Par après, les objectifs généraux, les objectifs spécifiques initiaux sont établis et le programme d’intervention est élaboré :

–       Objectifs psychologiques et neuropsychologiques.

–       Objectifs cognitifs spécifiques à développer en thérapie occupationnelle.

INTERVENTION

 L’étape suivante est l’intervention, la réhabilitation et la réalisation des traitements psychologiques et neuropsychologiques appropriés, en utilisant le vaste répertoire de techniques et de procédures psychothérapeutiques disponibles pour les adultes, les adolescents ou les enfants.

Indication des normes pour la gestion du patient par le personnel hospitalier et par la famille (programmes de modification de conduite, agressivité, problèmes de mémoire sévères…).

SUIVI

–          Suivi du cours évolutif cognitivo-comportemental dans le processus thérapeutique.

–          Restructuration des objectifs initiaux.

–          Élaboration de rapports cliniques trimestriels.

–          Information périodique à la famille.

–          Coordination et contrôle de thérapie occupationnelle.

SORTIE

Élaboration de rapports cliniques de sortie des patients traités, dans lesquels est reflétée de manière détaillée la situation psychologique ou neuropsychologique à la sortie et établissement d’orientations.

Fonctions du Neurologue

L’objectif principal du neurologue est d’optimiser l’état médical, neurologique et la conduite du patient.

Lorsque le patient est hospitalisé, le neurologue se charge tout d’abord d’évaluer le patient, ses antécédents et sa situation actuelle :

  1. Évaluation initiale du patient : Grâce à l’examen neurologique, il est possible de déterminer la lésion et ainsi contribuer à diriger le traitement le plus adéquat.  Au cours de celui-ci, les déficits physiques, neurologiques, cognitifs et de conduites qui nuiront à la récupération fonctionnelle du patient ainsi que la capacité de réaliser des tâches spécifiques seront identifiés
  2. Antécédents personnels : Le neurologue doit connaître les maladies préalables à l’hospitalisation, c’est-à-dire, les comorbidités médicales qui doivent être traitées. Plus concrètement, l’hypertension artérielle, la dyslipidémie, le diabète et les problèmes cardiaques.
  3. Évaluation de la situation actuelle du patient visant à prévenir les complications dérivant de la médication, les maladies préalables et la lésion cérébrale. Par exemple, crises d’épilepsie, infections (respiratoires et urinaires), déshydration, syncopes, etc.

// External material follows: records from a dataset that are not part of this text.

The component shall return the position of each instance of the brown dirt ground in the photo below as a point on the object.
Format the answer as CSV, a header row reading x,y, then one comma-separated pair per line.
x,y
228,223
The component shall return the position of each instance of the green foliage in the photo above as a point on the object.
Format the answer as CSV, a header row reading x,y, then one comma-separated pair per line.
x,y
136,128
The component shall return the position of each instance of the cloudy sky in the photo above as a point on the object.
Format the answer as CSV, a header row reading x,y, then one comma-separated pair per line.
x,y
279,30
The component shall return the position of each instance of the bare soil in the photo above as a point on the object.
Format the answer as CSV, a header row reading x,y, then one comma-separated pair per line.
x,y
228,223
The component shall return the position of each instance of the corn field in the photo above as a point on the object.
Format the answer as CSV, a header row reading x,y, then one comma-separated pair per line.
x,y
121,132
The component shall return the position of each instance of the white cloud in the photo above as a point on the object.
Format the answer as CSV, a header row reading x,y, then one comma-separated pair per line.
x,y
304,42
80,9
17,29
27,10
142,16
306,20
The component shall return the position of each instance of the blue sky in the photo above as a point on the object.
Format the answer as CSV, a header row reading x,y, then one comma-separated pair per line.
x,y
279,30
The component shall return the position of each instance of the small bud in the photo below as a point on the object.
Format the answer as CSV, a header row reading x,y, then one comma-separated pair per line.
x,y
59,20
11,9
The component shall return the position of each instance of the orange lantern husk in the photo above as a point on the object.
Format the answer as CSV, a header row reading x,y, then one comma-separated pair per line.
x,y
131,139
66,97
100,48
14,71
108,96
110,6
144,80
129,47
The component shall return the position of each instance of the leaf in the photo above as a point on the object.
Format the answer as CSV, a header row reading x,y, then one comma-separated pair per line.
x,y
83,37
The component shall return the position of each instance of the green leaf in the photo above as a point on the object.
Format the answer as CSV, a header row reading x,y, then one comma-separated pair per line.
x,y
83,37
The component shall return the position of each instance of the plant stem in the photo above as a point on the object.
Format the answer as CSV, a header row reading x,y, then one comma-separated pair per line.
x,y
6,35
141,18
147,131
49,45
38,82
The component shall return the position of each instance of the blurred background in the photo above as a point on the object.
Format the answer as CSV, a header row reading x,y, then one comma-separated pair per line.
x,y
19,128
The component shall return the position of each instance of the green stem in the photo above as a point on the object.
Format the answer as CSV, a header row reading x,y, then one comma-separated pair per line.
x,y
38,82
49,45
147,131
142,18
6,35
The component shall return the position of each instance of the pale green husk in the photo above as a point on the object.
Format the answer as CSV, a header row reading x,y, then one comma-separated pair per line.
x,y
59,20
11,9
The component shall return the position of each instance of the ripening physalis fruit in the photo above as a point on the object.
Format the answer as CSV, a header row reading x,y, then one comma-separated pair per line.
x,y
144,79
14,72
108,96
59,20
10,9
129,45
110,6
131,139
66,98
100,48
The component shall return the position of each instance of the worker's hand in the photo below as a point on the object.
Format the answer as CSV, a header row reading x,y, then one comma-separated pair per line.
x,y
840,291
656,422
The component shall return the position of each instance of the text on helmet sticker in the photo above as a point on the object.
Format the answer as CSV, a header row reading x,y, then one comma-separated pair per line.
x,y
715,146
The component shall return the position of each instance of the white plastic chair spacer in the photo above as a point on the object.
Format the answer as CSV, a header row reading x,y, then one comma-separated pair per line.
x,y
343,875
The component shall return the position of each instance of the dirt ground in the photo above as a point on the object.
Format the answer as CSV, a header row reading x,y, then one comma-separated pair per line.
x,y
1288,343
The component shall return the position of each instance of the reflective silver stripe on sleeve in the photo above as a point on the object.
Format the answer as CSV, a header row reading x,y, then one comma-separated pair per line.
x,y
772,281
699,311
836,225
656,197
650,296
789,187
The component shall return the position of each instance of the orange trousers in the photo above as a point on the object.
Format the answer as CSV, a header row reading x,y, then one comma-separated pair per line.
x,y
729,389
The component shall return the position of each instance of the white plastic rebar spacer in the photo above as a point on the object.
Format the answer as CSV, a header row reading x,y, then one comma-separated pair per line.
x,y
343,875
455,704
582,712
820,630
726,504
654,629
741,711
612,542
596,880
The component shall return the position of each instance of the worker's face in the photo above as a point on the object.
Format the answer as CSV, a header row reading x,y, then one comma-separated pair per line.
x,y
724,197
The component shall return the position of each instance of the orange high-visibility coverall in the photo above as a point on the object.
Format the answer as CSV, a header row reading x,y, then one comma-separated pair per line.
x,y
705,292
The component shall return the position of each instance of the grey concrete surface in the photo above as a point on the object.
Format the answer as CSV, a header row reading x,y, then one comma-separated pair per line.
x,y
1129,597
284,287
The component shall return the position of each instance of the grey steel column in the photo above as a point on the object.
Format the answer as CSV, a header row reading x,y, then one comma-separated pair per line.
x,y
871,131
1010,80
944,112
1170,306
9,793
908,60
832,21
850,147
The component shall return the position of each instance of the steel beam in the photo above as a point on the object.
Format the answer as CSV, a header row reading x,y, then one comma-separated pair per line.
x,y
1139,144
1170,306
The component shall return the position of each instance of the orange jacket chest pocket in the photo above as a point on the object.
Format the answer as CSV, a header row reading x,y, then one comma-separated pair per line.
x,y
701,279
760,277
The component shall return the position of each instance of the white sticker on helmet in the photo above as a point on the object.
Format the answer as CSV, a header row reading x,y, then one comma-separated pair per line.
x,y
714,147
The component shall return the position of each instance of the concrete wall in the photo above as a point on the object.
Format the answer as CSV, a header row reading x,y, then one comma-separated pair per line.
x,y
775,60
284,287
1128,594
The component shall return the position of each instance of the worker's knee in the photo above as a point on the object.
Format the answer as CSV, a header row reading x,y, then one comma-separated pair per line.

Pendant l’hospitalisation, le traitement pharmacologique aussi bien neurologique que médical est surveillé et contrôlé. Le cas échéant, des tests diagnostiques aidant au diagnostic (analyses, tests de neuroimage et neurophysiologiques) ou l’opinion d’un second spécialiste seront demandés lorsque les pathologies associées l’exigent.

Chaque semaine, l’équipe de neuroréhabilitation se réunit en session clinique pour commenter les objectifs de neuroréhabilitation de chaque patient ainsi que les progrès et les obstacles pour les atteindre (par exemple : douleur, dépression, spasticité, manifestations extrapyramidales, instabilité cardiovasculaire ou respiratoire).

Au moment de la sortie de l’hôpital, le neurologue évalue son évolution médicale et les séquelles neurologiques afin d’émettre un rapport médical avec l’équipe de neuroréhabilitation.